Nathalie and I are still doing OK. Cell phone and internet service is still sketchy. The stuff you're seeing on TV regarding New Orleans are true.

  • The helicopters and rescue boats are being shot at as they try to transport patients out of the hospitals. This has slowed down the hospital evacuations. The medical staff are using plastic bags as toilets because the hospitals have no power or running water. Combined with the heat, the stench is overpowering. Nobody is really sure when the hospital will be completely evacuated.
  • People are calling in radio stations giving locations of people that may be trapped in houses. These are people that didn't leave the city because they didn't have the means. It may be too late for these people due to the height of the water.
  • Many local residents showed up with working boats to help law enforcement transport people off of rooftops, but because of the shooting and the lack of resources to protect the volunteers, the authorities had to turn them away.
  • There are reports of other people with boats charging people money to ferry them off of rooftops.
  • The officials are quoting 2-3 months before power will be restored to the city. Nobody will be allowed back in for at least 30 days. Given the rampant shooting and flooding, I'm not real keen on getting back in anyway.
  • This small town I'm in has nearly run out of gasoline. Tempers are flaring as people line up for blocks trying to fill up their cars.
  • A man entered a nearby ER with a gun, threathening violence, seeking drugs. Due to this behavior, our ER is now staffed with armed guards.
  • I'm not sure where the other residents in my surgical program are. I know there are three here with me and six back at the main campus. We know the locations of a smattering of the other surgical residents, but we still cannot account for all 25 of us.
  • Our satellite hospital just got the power restored. We have been working without power for 4 days in 90+ degree heat. It will take about 2 days for the hospital's AC units to cool the hospital down to comfortable levels.
  • One of my nurse friends is still at one of the downtown New Orleans hospitals waiting to be evacuated. She says all of the patients have been evacuated, and only the medical staff remain.

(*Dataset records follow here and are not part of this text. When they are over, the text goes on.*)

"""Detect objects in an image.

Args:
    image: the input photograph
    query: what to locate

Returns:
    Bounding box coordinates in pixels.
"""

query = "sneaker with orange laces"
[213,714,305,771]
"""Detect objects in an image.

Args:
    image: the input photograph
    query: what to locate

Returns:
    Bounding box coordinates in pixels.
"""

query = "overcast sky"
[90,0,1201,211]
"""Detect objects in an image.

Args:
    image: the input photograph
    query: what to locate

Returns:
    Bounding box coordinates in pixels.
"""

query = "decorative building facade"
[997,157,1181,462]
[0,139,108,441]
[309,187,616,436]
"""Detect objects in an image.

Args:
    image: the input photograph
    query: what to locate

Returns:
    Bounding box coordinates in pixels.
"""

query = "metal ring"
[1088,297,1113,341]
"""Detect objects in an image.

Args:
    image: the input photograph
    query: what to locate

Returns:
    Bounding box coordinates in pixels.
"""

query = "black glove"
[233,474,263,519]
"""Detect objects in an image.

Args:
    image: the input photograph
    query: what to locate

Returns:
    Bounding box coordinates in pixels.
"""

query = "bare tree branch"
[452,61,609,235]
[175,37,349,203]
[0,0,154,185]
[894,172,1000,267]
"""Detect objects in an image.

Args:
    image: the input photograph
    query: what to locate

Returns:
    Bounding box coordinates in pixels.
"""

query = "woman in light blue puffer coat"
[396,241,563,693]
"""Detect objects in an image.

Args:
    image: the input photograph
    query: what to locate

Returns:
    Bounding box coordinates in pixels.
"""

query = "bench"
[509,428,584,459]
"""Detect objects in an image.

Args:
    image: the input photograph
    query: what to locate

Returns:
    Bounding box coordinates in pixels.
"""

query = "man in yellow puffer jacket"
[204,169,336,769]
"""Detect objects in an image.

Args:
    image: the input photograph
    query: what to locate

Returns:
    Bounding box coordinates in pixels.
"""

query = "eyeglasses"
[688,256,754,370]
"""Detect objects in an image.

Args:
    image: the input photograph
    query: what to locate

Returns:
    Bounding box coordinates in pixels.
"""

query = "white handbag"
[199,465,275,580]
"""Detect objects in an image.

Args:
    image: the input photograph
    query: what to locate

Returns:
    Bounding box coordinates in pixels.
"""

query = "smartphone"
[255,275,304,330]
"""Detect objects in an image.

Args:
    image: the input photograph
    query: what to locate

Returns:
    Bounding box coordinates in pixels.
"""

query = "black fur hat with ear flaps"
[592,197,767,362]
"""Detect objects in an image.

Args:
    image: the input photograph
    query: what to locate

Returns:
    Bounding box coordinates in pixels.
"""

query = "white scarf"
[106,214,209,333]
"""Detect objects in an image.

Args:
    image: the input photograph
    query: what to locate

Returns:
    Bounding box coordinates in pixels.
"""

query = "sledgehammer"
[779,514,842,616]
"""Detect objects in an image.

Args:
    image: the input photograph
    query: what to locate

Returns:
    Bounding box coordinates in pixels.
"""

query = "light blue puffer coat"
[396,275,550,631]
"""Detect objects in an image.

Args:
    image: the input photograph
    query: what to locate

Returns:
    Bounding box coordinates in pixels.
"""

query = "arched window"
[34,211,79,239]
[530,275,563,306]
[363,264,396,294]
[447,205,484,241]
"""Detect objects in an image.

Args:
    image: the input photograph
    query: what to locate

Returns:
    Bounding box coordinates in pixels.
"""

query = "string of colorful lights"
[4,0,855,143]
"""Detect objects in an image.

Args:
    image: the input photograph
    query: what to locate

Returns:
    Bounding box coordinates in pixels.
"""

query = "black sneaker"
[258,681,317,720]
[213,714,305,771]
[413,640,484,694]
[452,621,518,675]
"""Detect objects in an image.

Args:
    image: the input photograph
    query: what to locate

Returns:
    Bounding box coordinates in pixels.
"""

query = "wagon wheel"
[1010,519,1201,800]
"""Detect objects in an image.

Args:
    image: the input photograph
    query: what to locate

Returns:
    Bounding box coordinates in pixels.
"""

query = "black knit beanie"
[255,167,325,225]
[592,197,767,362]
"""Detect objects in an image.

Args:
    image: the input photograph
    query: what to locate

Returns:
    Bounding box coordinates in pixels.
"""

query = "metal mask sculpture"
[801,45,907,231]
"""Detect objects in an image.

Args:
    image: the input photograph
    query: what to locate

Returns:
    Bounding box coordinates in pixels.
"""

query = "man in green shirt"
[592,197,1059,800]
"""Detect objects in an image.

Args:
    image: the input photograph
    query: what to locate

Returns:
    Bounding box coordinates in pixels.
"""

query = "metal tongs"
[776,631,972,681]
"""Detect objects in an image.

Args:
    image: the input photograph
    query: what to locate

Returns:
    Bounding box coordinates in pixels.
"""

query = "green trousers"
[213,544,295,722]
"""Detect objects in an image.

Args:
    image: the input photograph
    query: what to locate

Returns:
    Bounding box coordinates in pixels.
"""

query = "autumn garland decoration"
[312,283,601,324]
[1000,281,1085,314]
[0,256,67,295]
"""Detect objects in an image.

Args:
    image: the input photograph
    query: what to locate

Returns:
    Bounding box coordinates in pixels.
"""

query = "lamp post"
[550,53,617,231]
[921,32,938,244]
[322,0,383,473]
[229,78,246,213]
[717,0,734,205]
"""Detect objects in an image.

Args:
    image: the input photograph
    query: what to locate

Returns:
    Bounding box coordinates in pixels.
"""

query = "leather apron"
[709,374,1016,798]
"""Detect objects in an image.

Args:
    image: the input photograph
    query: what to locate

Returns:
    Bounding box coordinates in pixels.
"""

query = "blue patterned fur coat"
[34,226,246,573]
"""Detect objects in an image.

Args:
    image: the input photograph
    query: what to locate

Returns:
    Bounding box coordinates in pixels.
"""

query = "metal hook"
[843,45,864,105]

  • There is such a lack of resources, that many of the patients were placed on plywood boards and brought up to the top deck of the parking lot, waiting for the Blackhawk helicopters to airlift them to ambulances waiting on the ground. A brief medical history was written on a sheet of paper so that the receiving physicians could continue their medical care and placed into a plastic bag to keep it dry. The nurses would "handbag" the intubated, ventilator dependent patients with portable oxygen. When that patient would die while waiting for the helicopters, they would simply disconnect the oxygen and move on to the next intubated patient. She wouldn't say how many people they lost because the helicopters were driven away by the shooters on the ground.